Cool Earth Solar

Last updated
Cool Earth Solar
Company type Private
Founded2006 (2006)
FounderEric Cummings
Headquarters,
Key people
Website coolearthsolar.com

Cool Earth Solar has developed concentrated photovoltaic (CPV) technology to build solar power plants. The company is headquartered in Stockton, California, US, and in 2008 closed its Series A round of funding with Quercus Trust as the lead investor. The company was founded in 2006 by Dr. Eric Cummings. Energy industry veteran Rob Lamkin joined the company as CEO in 2007.

Contents

CPV technology

Solar systems based on CPV technology focus and magnify sunlight onto a small area of PV materials to produce energy. CPV systems use fewer material resources than traditional solar systems in an attempt to lower solar energy production costs. The end goal for the solar industry is to achieve grid parity, so that the cost of solar energy is on par, or below, the cost of energy from traditional fossil fuels.

Challenges CPV companies face include the need for large upfront capital investment to develop and deploy their solutions. CPV technology works only in direct sunlight, as diffuse light resulting from cloudy or overcast conditions cannot be concentrated. This limits the regions that are suitable for CPV-based solar plants.

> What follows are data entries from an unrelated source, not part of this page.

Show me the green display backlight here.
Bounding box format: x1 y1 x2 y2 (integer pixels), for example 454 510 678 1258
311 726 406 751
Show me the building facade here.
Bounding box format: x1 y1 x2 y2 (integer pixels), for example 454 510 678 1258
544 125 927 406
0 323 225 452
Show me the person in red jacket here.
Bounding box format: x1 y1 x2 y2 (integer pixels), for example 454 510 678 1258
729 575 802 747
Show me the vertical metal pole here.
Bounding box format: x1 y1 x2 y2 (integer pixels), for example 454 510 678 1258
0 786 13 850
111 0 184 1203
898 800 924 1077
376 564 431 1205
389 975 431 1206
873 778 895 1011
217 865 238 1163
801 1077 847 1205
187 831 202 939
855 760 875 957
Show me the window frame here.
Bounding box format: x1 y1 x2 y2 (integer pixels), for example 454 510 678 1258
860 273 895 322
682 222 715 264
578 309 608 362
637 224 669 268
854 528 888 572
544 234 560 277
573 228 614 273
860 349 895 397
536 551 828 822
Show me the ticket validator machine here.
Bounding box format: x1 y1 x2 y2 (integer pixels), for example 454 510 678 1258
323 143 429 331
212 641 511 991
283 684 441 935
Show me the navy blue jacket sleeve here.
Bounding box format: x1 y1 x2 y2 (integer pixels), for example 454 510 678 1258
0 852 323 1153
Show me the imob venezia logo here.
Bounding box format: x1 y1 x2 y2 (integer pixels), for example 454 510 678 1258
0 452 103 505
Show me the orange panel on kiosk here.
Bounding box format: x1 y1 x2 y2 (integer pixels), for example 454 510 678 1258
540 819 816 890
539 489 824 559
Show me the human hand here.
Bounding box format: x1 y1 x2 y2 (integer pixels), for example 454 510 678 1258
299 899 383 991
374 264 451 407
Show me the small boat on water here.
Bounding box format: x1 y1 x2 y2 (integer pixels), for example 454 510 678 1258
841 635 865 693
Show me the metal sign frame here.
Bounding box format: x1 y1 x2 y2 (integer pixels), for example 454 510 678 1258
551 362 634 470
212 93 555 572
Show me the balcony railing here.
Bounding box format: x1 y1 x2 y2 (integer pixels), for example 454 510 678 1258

Market opportunity for solar energy

There is rising demand for solar energy in the United States based on government clean energy mandates. Many states require energy supply companies to produce a specific portion of their electricity from renewable sources. As of July 2010, 29 states plus the District of Columbia have state-mandated renewable portfolio standards (RPSs), and another seven states have goals, of obtaining from 10 to 33 percent of their electricity from renewable sources. [2] Utilities will rely on renewable energy companies to meet RPS mandates.

Technical details

Plastic is a key material in Cool Earth Solar’s solar concentrators, which are inflated with ordinary air to provide structural support without using metal. [3] [4] Plastic keeps the amount of metal and glass at a minimum to lower production costs. Plastic is a plentiful, inexpensive material. The current global market for polyethylene terephthalate (PET) film is approximately 1.69 million metric tonnes or 3.9 billion pounds per year. [5]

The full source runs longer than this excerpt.